Da queste acque fangose esce il Figlio di Dio, vero Dio e vero uomo, in fila con i penitenti. È la solidarietà il principio della divinizzazione dell’uomo: è Dio che si rende solidale a noi, basta pensare quanta enfasi sulla solidarietà di Cristo Sacerdote con l’umanità, mette la Lettera agli Ebrei. Ed è questo il principio della nostra divinizzazione secondo Dio.

I cieli si squarciano, e il termine skizein lascia intendere che è qualcosa di irreversibile, irreparabile. È lo stesso termine che Marco usa nel momento della morte di Gesù, quando si squarcia il velo che non ha più senso. Cristo è entrato nella morte che separava l’uomo da Dio. Sono due momenti della rivelazione di chi è il vero Dio, cioè colui che offre la propria vita per tutti, senza nessuna colpa.  Allora tutto ciò che era dietro il velo si versa sul popolo, adesso siamo noi ad essere bagnati dalla rivelazione di Dio, in quest’onda di grazia che viene dall’al di là del velo. Secondo i rabbini erano 500 anni di camino tra un cielo e l’altro, e c’erano 7 cieli.  Tutta questa distanza ora è azzerata e Lui è la porta aperta (cf Eb 10, 20)

La colomba che aleggia sopra di Lui testimonia che può fare questo sacrificio di sé proprio perché ha lo Spirito, perché ha la vita del Padre e sa che il Padre lo raccoglierà, perciò si può offrire (cf Eb 9, 14).  È lo Spirito della nuova creazione, finalmente la creazione vera è la divino umanità, del vero uomo e vero Dio in una sola Persona.
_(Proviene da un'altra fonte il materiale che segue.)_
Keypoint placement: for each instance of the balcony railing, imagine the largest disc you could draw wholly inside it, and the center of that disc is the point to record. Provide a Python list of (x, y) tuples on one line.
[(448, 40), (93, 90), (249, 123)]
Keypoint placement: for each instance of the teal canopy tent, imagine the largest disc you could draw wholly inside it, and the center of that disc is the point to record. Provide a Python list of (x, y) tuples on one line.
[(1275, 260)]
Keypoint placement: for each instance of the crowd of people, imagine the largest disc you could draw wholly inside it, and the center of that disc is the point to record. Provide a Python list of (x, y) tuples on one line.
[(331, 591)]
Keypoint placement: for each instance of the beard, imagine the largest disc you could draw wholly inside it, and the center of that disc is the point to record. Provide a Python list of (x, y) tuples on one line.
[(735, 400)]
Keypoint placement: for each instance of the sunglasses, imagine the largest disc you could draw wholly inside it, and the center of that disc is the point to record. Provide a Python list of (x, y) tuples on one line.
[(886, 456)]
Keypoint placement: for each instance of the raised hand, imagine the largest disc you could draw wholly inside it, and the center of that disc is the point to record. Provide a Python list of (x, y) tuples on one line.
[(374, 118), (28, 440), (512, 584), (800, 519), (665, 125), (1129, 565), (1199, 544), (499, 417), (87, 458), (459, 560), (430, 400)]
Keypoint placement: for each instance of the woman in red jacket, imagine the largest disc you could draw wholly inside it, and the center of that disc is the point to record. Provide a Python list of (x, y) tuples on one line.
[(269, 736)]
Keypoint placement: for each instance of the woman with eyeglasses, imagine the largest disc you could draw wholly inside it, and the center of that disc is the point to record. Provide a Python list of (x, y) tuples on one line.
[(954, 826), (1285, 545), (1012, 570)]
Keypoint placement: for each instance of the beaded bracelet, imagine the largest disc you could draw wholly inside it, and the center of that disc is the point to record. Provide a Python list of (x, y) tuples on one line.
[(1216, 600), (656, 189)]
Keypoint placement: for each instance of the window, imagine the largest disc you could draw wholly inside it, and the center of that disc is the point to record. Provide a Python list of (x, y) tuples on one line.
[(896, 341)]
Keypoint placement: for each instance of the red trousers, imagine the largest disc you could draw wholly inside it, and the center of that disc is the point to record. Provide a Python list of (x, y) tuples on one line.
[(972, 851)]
Viene una voce, phonè,  che è lo stesso termine  che Marco usa per il gallo che canta e per il grido di Cristo quando spira sulla croce, in una perfetta sovrapposizione di Battesimo e Pasqua perché questa voce è anche quella del Salmo 2 che è il salmo di intronizzazione del Re. Grazie a questo Re che esce dal fango in mezzo ai penitenti il cielo non si chiuderà mai più, quel cielo che tante volte si è chiuso nella storia di Israele e sul quale ricamava la lettura rabbinica di un Dio un po’ risentito, da placare in qualche modo, ora quel cielo è qui, perché Dio è qui. E lo vediamo nell’uomo, in un nuovo modo di vivere, da figli: “Tu sei il Figlio mio” (Mc 1,11; cf Sal 2,7).
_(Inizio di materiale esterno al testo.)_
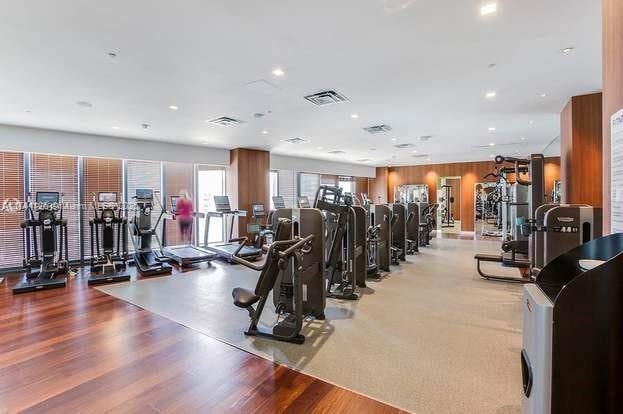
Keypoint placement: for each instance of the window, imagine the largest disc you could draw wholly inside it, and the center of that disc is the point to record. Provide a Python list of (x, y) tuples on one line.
[(11, 194), (143, 174), (210, 182), (99, 175), (308, 186), (287, 187), (60, 173), (274, 187), (179, 177)]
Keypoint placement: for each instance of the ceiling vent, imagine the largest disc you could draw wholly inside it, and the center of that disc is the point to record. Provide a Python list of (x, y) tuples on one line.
[(378, 129), (325, 98), (225, 121), (404, 146), (295, 140)]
Lui è il Volto del Padre, è Lui. Qui si toccano in un’unica realtà la figliolanza e la paternità. Cristo uscito dalle acque è l’immagine di noi con il battesimo innestati in Lui.

Sono tutti passaggi questi che viviamo nel nostro battesimo dove scende lo stesso Spirito e la stessa voce dice: ‘Tu sei mio figlio’. Riceviamo la stessa vita, quella che Lui ci ha dato dalla croce, quando spirò, quando consegnò la sua vita a noi perché passasse in noi.

Abbiamo la stessa vita, siamo figli e siamo divino - umani. Questo è il nostro più vero habitat, la verità dell’uomo. Lì conviene stare e lì conviene cercare la propria identità, come figlio di quella vita che la fede ci fa contemplare e che non tramonterà. Considerare teologicamente e dunque pastoralmente il battesimo come ontologia dell’uomo nuovo, chiude l’accesso ad ogni ideologia e ad ogni moralismo alla nostra fede, che sono due tumori che uccidono la fede.